At the end of 2016, I specifically bought an iPhone 7 plus to use for my work on the creative team. I knew I would be taking video and wanted the photo taking options that the 7 plus offered with the extra camera lens. I needed a new phone since my iPhone 5 was slower than Christmas and I was fortunate enough to make enough money selling art in 2016 that I was able to make a bit of a splurge purchase.
I tried several tripod setup/combos but none of them worked because the weight of my shiny new phone caused them all to tip over. Katie and I talked about the bizarre lengths we were going to in attempting to make a tripod setup work and so we decided we’d try a clamp-on, flexible arm phone holder. I bought this one.
I clamp it to the top of my blinds above my worktable so my shots are straight down onto what I am working on. My worktable is in front of a giant north-facing window. I try to take my photos and videos midday when the sun is strongest. Even still because my window is north facing, I have to do some editing to remove the slightly blue cast that many of my photos have. (Looking at the photo of my clamp, it occurs to me suddenly that my photos may also be sorta blue because the walls in here are blue.)
I bought a yellow piece of mat board from the frame department of Hobby Lobby and use it to take photos on. Katie told me she painted the back of hers a different color so she had 2 colors to choose from. I stole that marvelous idea and painted the back of mine pink. While I often take photos on both colors, for some reason the yellow always looks better.

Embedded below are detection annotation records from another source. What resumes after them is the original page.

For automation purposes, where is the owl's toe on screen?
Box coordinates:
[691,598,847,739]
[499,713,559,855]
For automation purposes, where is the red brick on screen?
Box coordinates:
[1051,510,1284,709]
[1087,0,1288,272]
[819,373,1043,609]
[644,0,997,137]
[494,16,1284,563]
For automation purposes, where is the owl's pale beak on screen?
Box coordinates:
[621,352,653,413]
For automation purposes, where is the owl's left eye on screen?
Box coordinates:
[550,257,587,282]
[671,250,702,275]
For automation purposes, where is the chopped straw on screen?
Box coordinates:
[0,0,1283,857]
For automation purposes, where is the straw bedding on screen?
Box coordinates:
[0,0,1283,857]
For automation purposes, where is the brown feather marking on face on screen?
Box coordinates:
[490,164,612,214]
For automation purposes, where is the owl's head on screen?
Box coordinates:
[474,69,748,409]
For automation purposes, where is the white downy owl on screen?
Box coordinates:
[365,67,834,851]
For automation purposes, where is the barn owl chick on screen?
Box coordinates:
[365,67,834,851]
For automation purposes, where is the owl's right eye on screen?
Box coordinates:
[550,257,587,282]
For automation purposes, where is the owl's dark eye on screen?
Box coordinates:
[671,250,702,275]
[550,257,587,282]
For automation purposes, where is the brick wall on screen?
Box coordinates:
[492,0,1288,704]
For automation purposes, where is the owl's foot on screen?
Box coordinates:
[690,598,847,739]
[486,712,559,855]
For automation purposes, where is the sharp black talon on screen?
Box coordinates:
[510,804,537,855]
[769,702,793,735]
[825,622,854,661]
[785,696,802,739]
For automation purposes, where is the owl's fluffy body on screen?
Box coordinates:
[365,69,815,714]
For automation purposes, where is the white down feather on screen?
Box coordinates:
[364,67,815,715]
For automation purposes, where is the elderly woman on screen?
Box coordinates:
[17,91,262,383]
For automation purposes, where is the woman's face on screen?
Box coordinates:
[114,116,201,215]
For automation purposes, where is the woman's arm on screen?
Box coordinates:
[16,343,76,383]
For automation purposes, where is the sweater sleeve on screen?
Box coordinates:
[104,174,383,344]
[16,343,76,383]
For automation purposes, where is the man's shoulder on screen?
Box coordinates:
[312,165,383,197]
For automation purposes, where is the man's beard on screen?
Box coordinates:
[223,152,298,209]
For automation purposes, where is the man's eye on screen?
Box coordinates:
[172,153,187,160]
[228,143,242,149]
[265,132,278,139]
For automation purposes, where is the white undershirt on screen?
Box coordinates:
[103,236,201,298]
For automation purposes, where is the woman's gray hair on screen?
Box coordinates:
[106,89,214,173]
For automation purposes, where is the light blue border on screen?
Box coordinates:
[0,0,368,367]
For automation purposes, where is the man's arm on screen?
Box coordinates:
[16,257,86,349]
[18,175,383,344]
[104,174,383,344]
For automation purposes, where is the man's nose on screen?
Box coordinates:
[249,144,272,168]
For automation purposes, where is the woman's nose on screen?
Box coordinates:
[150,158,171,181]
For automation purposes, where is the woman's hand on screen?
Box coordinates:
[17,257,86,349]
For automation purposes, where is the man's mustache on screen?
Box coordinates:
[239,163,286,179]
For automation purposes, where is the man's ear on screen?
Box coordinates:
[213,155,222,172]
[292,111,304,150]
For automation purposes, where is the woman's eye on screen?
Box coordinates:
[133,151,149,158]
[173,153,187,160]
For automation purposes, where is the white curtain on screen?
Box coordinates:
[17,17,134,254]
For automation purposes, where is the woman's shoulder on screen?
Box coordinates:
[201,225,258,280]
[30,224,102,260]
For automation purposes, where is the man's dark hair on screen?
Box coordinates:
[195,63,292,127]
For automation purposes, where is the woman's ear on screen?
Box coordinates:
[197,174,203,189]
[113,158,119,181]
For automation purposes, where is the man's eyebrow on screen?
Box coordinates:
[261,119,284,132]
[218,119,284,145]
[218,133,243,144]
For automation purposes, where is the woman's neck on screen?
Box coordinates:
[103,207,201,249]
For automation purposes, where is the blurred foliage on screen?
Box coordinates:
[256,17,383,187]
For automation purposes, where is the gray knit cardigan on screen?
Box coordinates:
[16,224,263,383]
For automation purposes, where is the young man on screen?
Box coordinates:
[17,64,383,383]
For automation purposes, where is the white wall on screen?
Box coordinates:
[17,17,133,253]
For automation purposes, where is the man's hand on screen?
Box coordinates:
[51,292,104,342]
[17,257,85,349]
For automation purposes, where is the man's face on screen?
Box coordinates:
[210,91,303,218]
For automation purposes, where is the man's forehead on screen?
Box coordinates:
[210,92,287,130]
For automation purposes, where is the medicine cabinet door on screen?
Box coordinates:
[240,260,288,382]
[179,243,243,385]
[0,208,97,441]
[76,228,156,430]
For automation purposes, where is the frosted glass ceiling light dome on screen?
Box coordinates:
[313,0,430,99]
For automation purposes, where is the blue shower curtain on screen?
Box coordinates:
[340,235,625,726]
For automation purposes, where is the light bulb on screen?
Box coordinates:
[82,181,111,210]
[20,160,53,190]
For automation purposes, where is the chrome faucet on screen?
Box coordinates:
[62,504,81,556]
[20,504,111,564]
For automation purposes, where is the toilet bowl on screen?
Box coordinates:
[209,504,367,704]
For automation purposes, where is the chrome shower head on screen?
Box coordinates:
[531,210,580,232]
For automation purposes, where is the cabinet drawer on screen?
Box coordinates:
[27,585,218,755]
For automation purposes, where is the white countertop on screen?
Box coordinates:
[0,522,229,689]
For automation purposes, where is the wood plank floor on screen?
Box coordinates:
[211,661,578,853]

I use the editor built into my photos app or Instagram to edit still shots. For video editing I usually use iMovie on my phone. If I’m doing a longer video, I’ll use Dropbox to sync the files between my phone and computer and open the file in iMovie on my Mac so I can do more extensive video editing and then audio editing too. (My husband has a ton of video editing experience so I usually beg him to do it for me since he can do in about 10-15 minutes what might take me several hours to do.)